Moment. Ist es nicht ungewöhnlich, dass der Kapitalismus unterschiedliche Firmen das gleiche Produkt herstellen lässt. Nein. Der Servlet Container ist nämlich aus Sicht des Kapitalismus kein Produkt, sondern Infrastruktur. Für Straßen gibt es ja schliesslich auch relativ enge Normen. Sie erfüllen die gleiche Funktionalität, sind aber hinsichtlich der Teerbeschichtung, der Fähigkeit Verkehr aufzunehmen, etc. verschieden. Genauso ist es mit den Servlet-Containern. Die Unterschiede liegen in Performance, Admin-Tools, spezifischen Entwicklungstools, proprietären Erweiterungen, etc. Wir reden dabei nicht um Kleinigkeiten. Es ist aber in keinem Fall so, dass ein sehr teures Produkt unbedingt performanter ist als ein Gratis-Produkt. Die Unterschiede liegen in vielen Details verborgen.
Wichtig ist, dass man den Servlet-Container wechseln kann, ohne die Servlets neu programmieren zu müssen.

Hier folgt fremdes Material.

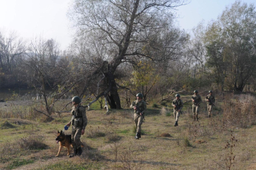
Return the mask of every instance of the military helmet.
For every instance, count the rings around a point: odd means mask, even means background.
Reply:
[[[78,96],[75,96],[72,98],[72,102],[75,101],[76,104],[79,104],[81,103],[81,99]]]
[[[180,95],[179,94],[176,94],[175,97],[179,97],[180,98]]]
[[[143,98],[143,94],[142,94],[142,93],[138,93],[137,95],[136,95],[136,97],[139,97],[140,98]]]

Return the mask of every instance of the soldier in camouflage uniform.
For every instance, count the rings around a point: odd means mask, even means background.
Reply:
[[[147,104],[142,99],[143,94],[138,93],[136,95],[137,100],[133,101],[131,105],[131,108],[134,110],[134,123],[135,123],[137,133],[135,139],[139,139],[141,138],[140,132],[143,122],[143,114],[147,109]],[[141,113],[140,113],[141,111]]]
[[[178,126],[178,121],[179,120],[180,114],[181,113],[181,109],[183,107],[183,103],[180,99],[180,95],[176,94],[175,95],[176,99],[173,101],[172,105],[173,108],[173,115],[175,119],[174,127]]]
[[[192,111],[194,116],[194,120],[198,120],[198,113],[200,103],[202,101],[201,96],[198,94],[197,90],[194,91],[194,95],[192,97]]]
[[[212,95],[212,91],[210,90],[209,94],[206,98],[205,101],[207,103],[207,111],[208,111],[208,117],[210,118],[212,106],[214,105],[215,103],[215,97]]]
[[[66,125],[70,126],[72,123],[71,140],[72,145],[74,149],[74,154],[70,156],[81,156],[83,150],[81,148],[81,135],[85,133],[85,129],[87,125],[87,118],[86,117],[85,108],[80,105],[81,99],[78,96],[72,98],[72,107],[71,113],[72,118],[71,121]]]

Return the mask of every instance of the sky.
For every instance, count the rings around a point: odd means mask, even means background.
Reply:
[[[67,17],[72,0],[0,0],[0,31],[16,31],[28,42],[35,37],[52,38],[62,50],[71,43],[74,28]],[[190,1],[190,0],[188,0]],[[253,3],[255,0],[241,0]],[[203,20],[207,23],[235,0],[190,0],[174,12],[179,27],[188,32]]]

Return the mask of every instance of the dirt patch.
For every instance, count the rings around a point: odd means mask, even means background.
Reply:
[[[172,136],[168,133],[164,133],[161,134],[160,137],[172,137]]]
[[[13,125],[8,121],[5,121],[4,123],[1,123],[0,127],[1,128],[15,128],[15,126]]]
[[[203,143],[206,143],[206,141],[204,140],[195,140],[194,142],[194,143],[197,144],[203,144]]]
[[[20,118],[7,118],[6,120],[12,124],[16,124],[18,125],[38,124],[38,123],[32,120]]]

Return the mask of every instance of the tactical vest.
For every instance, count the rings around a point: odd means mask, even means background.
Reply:
[[[80,108],[83,106],[78,106],[76,110],[72,111],[72,125],[77,127],[82,127],[83,123],[83,115]]]
[[[135,105],[138,107],[141,111],[143,111],[145,110],[144,105],[143,105],[143,101],[142,100],[141,102],[139,103],[138,100],[135,101]],[[135,113],[137,113],[135,110]]]

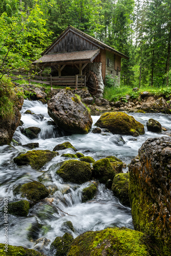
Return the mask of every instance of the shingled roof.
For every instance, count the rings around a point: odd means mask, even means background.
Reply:
[[[41,55],[44,55],[45,54],[48,54],[49,50],[52,48],[52,47],[55,44],[56,42],[57,42],[59,38],[62,37],[63,35],[64,35],[65,34],[66,34],[68,31],[71,31],[73,32],[75,32],[77,33],[78,33],[80,34],[80,36],[82,36],[82,37],[86,37],[87,39],[91,41],[92,42],[94,42],[95,44],[97,45],[98,47],[99,47],[100,48],[109,50],[110,51],[112,51],[114,52],[115,54],[117,55],[118,55],[120,56],[121,57],[125,58],[127,59],[128,59],[129,58],[125,55],[124,54],[123,54],[123,53],[121,53],[120,52],[118,52],[116,50],[114,49],[112,47],[111,47],[110,46],[108,46],[105,44],[104,44],[103,42],[101,42],[101,41],[99,41],[99,40],[95,38],[94,37],[93,37],[92,36],[91,36],[89,35],[88,35],[84,32],[83,32],[82,31],[81,31],[80,30],[79,30],[79,29],[77,29],[74,27],[72,27],[72,26],[69,26],[66,29],[63,31],[61,34],[57,37],[57,38],[41,54]]]

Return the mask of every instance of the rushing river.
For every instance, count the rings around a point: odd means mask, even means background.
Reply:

Natürlich gibt es noch heute Leute, die der Meinung sind, dass sie eine Sprache gefunden haben, die besser als der Standard ist. Ein Beispiel ist Brendon Upson, der mit seinem Puakma-Server versucht einen Java-Server zu vertreiben für die er seine eigenen Spezifikationen hat. Er ist eigentlich ein sympathischer Mensch. Er argumentiert mit dem „puakma is about choice“-Argument
http://www.codestore.net/store.nsf/unid/BLOG-20030820?OpenDocument (die letzten Beiträge). Ich halte davon nix. Was ist, wenn ein großes Känguruh auf Brendon springt? Warum sollen 2 Australier eine bessere Lösung entwickeln, als Tausende von openSource, IBM, Oracle, Sun, etc. Entwicklern, die täglich dem Gemecker der Java-Community ausgesetzt sind?